His family settled in the area in 1862, and generations have been farming and living there ever since. It’s not surprising he feels a deep responsibility for the conservation of the family property, near Mulwala, on the Murray River.
He grew up at Savernake, a heritage-listed pastoral property of Inland Grey Box Woodlands and Sandhill Pine Woodlands.
“I used to walk around this beautiful property as a four or five-year-old among all these trees and the trees became my friends, especially the yellow box,” he said.
“I knew every yellow box in the whole area and while I walked through the forest, I had a sense of the sacred. Someone once said the forest is a green cathedral, and that's what I felt when I was walking through.”

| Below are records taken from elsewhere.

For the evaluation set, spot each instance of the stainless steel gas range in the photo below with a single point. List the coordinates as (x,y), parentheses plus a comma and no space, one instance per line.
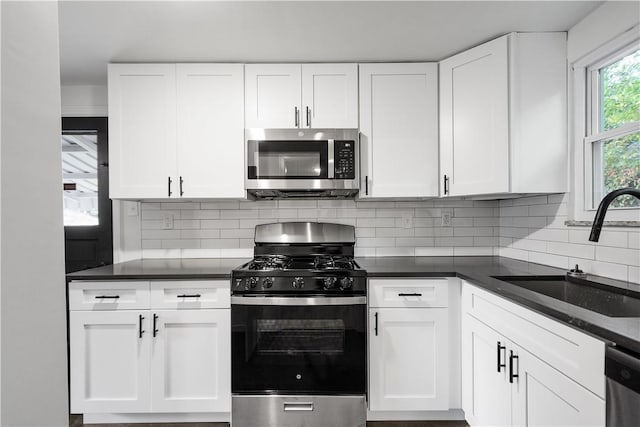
(298,313)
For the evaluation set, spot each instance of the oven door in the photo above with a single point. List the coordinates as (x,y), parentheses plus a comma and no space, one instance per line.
(296,345)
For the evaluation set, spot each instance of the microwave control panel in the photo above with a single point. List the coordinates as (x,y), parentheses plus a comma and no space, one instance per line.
(344,154)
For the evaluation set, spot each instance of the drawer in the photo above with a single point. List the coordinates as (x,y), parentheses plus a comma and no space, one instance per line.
(191,294)
(98,295)
(574,353)
(419,292)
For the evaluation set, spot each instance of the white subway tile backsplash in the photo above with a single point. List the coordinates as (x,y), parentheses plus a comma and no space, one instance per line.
(240,213)
(436,251)
(618,255)
(200,234)
(200,214)
(394,232)
(414,241)
(528,228)
(549,259)
(571,249)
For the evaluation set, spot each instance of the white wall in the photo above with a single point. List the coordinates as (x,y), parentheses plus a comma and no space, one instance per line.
(34,356)
(84,101)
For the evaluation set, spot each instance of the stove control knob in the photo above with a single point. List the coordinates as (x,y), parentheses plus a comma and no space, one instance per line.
(329,282)
(346,283)
(298,282)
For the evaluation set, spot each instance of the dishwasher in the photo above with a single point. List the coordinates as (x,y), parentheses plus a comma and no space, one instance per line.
(622,369)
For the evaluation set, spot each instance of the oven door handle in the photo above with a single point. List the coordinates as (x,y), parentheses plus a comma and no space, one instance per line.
(318,300)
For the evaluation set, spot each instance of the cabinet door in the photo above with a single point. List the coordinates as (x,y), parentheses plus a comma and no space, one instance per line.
(329,95)
(408,367)
(399,130)
(486,395)
(191,361)
(210,112)
(109,361)
(474,127)
(142,131)
(543,396)
(273,96)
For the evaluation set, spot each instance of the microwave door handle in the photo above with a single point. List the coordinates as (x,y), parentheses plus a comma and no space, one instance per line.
(330,159)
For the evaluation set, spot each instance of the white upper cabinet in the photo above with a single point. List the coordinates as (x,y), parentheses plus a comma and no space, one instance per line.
(176,131)
(330,96)
(142,130)
(272,96)
(210,130)
(301,96)
(503,117)
(399,130)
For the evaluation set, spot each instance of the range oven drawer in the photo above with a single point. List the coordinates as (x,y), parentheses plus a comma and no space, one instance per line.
(295,411)
(298,349)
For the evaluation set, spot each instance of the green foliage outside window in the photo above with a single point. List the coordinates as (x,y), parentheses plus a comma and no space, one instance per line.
(620,91)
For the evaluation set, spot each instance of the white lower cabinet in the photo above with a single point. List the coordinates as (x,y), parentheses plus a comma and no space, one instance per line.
(189,371)
(145,359)
(109,361)
(408,367)
(505,384)
(409,351)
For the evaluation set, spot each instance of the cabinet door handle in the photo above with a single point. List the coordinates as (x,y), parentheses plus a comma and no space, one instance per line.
(513,375)
(155,323)
(500,364)
(140,330)
(376,325)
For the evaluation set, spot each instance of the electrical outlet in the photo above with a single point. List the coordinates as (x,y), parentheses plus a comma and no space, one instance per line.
(407,222)
(167,222)
(132,208)
(446,218)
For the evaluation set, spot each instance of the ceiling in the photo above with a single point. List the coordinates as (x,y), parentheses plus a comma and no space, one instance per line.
(94,33)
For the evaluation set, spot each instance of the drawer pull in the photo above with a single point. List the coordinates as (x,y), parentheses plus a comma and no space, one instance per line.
(513,375)
(298,406)
(140,330)
(500,348)
(155,325)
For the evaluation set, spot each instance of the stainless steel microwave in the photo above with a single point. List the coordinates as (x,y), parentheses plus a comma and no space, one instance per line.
(288,163)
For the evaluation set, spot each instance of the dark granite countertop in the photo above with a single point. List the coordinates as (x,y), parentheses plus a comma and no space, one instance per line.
(624,331)
(158,269)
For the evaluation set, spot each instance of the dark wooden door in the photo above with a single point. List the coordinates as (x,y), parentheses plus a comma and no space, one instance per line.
(85,163)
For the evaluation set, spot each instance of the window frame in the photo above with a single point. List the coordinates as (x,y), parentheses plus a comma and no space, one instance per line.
(587,111)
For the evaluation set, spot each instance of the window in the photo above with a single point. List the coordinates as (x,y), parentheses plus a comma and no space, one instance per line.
(607,111)
(614,140)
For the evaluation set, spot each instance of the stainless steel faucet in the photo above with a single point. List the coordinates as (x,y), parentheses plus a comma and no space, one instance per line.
(602,209)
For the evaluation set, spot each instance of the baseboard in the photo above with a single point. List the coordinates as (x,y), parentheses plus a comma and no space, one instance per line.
(156,418)
(452,414)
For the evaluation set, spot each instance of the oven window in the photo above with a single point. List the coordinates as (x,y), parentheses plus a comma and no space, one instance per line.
(287,159)
(298,349)
(291,336)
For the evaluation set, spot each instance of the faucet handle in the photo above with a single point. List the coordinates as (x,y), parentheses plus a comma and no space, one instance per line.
(576,272)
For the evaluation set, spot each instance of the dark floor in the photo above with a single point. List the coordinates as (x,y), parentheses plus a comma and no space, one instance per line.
(76,421)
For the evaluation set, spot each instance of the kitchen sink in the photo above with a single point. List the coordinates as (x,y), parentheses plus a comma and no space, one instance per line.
(607,300)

That childhood was 80 years ago and in the decades that have since passed, sheep were grazing across large portions of the land until a few years ago when they were removed from the western paddocks to allow the pasture to rest.
David says that in that time, and with good rain, yellow box and grey box gums have started to return to the area.
“They sprung up like weeds and at one point I tried to count them but got to 1000 and stopped because there was just too many,” he said.
“We knew if we put sheep back in there, they would eat the trees so when the BCT came along I took the opportunity to sign a conservation agreement and save them.
“Now we get an annual payment, which covers things like fencing, which is vital because you to have to fence off your carbon area, and other items like fire breaks and weed control.
“I would encourage everyone to think seriously about putting aside some acreage to carbon farming because it's going to benefit the next generation and the next generation after that.”
Judy, David and the other landholders who have entered into the agreements have signed up to plant a diverse mix of local plant species.
NSW Biodiversity Conservation Trust Regional Manager Dieuwer Reynders says the landholders will be able to use these plantings to earn carbon credits.
“When those plants mature, the sites will be protected forever under the conservation agreements, ensuring the carbon remains in the landscape and provides exceptional biodiversity benefits in a highly modified landscape, she said.”
“This project has had the benefit of drawing on the expertise of local landholders and experts at Murray Native Seed Services who provide locally sourced seeds in their plantings.”
The NSW Biodiversity Conservation Trust has invested $6.31m into this program to date. Funding has been set aside in the NSW Government’s Biodiversity Conservation Fund for private landholders to manage the newly protected sites in-perpetuity.